Un repas entre amis. Une vieille demeure, cadeau d'un armateur à sa maitresse, fin XIXe – du moins est-ce ce qui se raconte –, Storytelling. Le plancher des appartements de style néo-Louis XIII craque dans une ambiance feutrée tandis que dans nos verres coule une autre histoire, celle d'une vigne posée sur une veine de granite au sud de la Loire.

Le Pavillon

Dans quel réel sommes-nous ? Aujourd'hui les champs ont disparus et la demeure se trouve flanquée de concessions automobile. Le lieu-dit ne dit plus rien, il est devenu une zone. Que cherchent à faire ce vigneron et ce chef cuisinier ce soir, sinon nous raconter leurs souvenirs ?

À moins qu'ils ne soient que les passeurs inconscients d'une mémoire qui les traverse. À quelle distance suis-je de l'instant présent, et ces histoires m'en éloignent-elles ou ne sont-elles là au contraire que pour m'approcher d'une certaine vérité ?

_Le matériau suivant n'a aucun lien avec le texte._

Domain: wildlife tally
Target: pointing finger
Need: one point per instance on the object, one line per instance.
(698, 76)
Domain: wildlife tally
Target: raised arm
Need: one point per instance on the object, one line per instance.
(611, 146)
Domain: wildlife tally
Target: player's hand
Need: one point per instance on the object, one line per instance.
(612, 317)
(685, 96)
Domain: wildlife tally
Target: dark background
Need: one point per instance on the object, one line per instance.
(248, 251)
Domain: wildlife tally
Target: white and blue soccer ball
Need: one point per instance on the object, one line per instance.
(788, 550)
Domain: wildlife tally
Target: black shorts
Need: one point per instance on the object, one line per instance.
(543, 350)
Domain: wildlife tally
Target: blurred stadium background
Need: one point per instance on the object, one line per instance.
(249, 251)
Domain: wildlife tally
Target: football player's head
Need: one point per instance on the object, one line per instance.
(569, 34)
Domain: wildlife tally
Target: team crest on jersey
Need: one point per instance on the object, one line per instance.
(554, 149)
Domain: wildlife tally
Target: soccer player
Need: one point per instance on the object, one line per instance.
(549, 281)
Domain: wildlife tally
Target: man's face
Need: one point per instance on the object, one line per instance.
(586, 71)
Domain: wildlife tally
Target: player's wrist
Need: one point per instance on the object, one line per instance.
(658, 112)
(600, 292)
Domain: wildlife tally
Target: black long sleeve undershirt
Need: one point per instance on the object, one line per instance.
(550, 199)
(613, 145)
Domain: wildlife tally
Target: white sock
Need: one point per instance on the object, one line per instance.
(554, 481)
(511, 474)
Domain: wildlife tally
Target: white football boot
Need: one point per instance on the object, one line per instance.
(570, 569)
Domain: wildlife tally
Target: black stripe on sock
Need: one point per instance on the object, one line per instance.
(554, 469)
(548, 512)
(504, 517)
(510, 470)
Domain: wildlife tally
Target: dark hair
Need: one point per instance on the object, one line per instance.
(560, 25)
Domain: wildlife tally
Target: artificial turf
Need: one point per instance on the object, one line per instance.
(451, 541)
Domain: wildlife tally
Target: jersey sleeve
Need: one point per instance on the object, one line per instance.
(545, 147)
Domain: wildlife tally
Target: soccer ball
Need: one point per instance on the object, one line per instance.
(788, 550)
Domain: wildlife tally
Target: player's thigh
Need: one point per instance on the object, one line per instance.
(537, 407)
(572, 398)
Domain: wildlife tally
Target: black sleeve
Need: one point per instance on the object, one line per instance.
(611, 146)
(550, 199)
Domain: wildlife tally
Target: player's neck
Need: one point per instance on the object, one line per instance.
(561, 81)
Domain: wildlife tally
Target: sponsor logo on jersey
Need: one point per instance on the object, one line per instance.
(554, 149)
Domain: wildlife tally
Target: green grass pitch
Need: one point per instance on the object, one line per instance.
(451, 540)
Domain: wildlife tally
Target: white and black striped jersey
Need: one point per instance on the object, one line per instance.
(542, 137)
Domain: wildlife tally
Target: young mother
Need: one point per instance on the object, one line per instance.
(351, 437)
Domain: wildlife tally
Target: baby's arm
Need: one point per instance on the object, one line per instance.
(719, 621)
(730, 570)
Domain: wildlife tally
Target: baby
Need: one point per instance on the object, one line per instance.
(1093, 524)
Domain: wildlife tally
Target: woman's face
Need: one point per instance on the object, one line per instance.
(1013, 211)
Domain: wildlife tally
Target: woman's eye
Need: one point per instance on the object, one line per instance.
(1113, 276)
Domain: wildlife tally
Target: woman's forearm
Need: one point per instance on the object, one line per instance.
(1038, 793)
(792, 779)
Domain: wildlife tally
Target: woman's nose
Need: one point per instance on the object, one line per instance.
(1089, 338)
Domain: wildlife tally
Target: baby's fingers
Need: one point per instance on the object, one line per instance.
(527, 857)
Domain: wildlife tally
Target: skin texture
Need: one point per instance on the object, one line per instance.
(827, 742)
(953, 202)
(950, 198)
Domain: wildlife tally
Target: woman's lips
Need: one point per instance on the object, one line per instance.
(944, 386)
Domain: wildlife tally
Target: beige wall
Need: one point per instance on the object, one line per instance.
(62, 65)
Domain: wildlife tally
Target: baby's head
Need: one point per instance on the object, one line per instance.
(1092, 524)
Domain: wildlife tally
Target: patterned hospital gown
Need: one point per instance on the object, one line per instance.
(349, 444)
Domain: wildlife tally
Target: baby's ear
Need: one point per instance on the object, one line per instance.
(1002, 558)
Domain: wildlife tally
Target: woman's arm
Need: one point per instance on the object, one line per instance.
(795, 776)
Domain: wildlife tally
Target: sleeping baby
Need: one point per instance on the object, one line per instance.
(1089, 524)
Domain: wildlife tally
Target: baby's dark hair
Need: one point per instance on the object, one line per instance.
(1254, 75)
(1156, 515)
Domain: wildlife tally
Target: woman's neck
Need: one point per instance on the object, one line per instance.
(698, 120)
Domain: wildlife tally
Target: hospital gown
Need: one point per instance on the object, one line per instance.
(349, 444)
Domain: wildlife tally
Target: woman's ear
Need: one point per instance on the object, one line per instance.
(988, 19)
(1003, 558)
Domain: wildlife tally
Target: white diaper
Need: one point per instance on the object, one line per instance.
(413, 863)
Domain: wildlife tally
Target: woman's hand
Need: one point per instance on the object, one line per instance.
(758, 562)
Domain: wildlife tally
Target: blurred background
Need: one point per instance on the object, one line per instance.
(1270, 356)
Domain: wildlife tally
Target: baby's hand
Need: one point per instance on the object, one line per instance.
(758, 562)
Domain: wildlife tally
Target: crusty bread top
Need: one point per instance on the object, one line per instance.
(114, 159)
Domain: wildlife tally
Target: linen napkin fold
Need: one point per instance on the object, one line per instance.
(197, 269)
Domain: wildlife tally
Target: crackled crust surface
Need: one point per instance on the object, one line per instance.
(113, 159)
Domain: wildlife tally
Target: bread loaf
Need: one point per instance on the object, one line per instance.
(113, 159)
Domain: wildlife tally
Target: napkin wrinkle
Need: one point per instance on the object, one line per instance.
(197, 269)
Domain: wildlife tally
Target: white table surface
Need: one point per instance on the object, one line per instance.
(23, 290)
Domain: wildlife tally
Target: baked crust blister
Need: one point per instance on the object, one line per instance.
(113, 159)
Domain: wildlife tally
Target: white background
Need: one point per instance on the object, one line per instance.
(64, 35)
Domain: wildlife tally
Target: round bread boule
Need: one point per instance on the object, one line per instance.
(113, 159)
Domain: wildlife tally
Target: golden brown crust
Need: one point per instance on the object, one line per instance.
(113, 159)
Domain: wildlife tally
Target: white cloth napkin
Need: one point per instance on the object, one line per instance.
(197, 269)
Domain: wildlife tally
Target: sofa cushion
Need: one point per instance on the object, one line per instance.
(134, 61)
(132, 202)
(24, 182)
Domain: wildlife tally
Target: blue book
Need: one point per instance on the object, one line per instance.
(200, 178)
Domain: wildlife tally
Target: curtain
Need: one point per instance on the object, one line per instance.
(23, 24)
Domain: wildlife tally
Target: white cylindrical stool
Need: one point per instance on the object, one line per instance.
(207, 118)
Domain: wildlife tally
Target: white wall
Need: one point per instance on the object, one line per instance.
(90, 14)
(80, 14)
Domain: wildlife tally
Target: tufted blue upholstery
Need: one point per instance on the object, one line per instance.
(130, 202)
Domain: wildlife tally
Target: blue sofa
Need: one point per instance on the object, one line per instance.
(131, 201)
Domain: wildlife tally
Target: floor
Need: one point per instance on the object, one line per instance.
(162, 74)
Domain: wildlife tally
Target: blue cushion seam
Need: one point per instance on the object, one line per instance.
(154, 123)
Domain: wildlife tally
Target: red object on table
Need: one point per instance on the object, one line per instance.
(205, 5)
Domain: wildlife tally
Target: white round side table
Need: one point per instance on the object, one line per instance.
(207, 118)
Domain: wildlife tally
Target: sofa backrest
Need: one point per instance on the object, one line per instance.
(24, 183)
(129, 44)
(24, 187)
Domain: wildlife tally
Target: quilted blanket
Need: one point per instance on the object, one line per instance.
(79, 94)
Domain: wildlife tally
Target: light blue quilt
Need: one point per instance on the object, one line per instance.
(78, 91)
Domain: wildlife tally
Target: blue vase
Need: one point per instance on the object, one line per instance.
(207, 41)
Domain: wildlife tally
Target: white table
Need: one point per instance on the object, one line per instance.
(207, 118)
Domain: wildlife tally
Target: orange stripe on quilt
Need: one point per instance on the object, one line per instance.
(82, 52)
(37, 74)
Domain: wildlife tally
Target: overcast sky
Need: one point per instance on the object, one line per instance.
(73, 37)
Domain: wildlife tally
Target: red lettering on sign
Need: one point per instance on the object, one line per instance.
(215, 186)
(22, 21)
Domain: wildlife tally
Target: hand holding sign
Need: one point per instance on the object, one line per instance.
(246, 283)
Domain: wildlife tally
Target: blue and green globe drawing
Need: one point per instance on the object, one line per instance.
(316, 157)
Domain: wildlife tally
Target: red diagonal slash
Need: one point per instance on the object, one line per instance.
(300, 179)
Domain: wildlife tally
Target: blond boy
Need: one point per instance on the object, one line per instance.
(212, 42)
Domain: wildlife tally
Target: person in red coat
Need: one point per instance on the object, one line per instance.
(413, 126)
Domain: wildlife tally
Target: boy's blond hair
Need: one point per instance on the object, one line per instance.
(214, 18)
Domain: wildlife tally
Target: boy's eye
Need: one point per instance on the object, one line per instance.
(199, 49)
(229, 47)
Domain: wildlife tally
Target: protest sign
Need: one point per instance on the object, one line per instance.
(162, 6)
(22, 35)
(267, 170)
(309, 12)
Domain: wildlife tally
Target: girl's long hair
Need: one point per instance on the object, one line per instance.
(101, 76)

Un texte, l'objet photographique, résonne en moi depuis quelques temps. Il y est question de distance vis-à-vis du réel, de tension entre le réel représenté et celui de l'objet qui le figure : l'image. Depuis cette lecture, je ne cesse de mesurer cette distance dans les photos que je sonde et celles que je prends. Les bonnes images ne sont pas celles qui montrent le réel au premier degré mais celles qui réussissent à le mettre à distance.

Le Pavillon

L'article donne trois illustrations du propos et je me plais à en dénombrer d'autres encore :

  1. les traitements façon Instagram sont sans doute les plus flagrants (les images de mon billet sont en l'occurrence passées aux filtres de Pixlr-o-matic) ;
  2. les multiples variations de tirages noir & blanc, tels ceux du manifique Far East de Siegfried que je viens d'emprunter, ou ceux de Paris Journal de Depardon (que j'emprunte pour la 4 ou 5e fois ! ce bouquin me fascine), ou encore ceux de Jean-Lou Sieff dans Demain le temps sera plus vieux, et puis quasiment tous les noirs & blancs bien fichus à vrai dire !
  3. le choix d'une focale grand-angle extrême, voire d'un fish-eye, et la netteté absolue que cela génère ;
  4. la faible profondeur de champ, le flou (la mode préfère le mot bokeh, moi je déteste ce mot à la sonorité sans rapport avec ce qu'il désigne. Flou. Prononcez lentement ce mot.)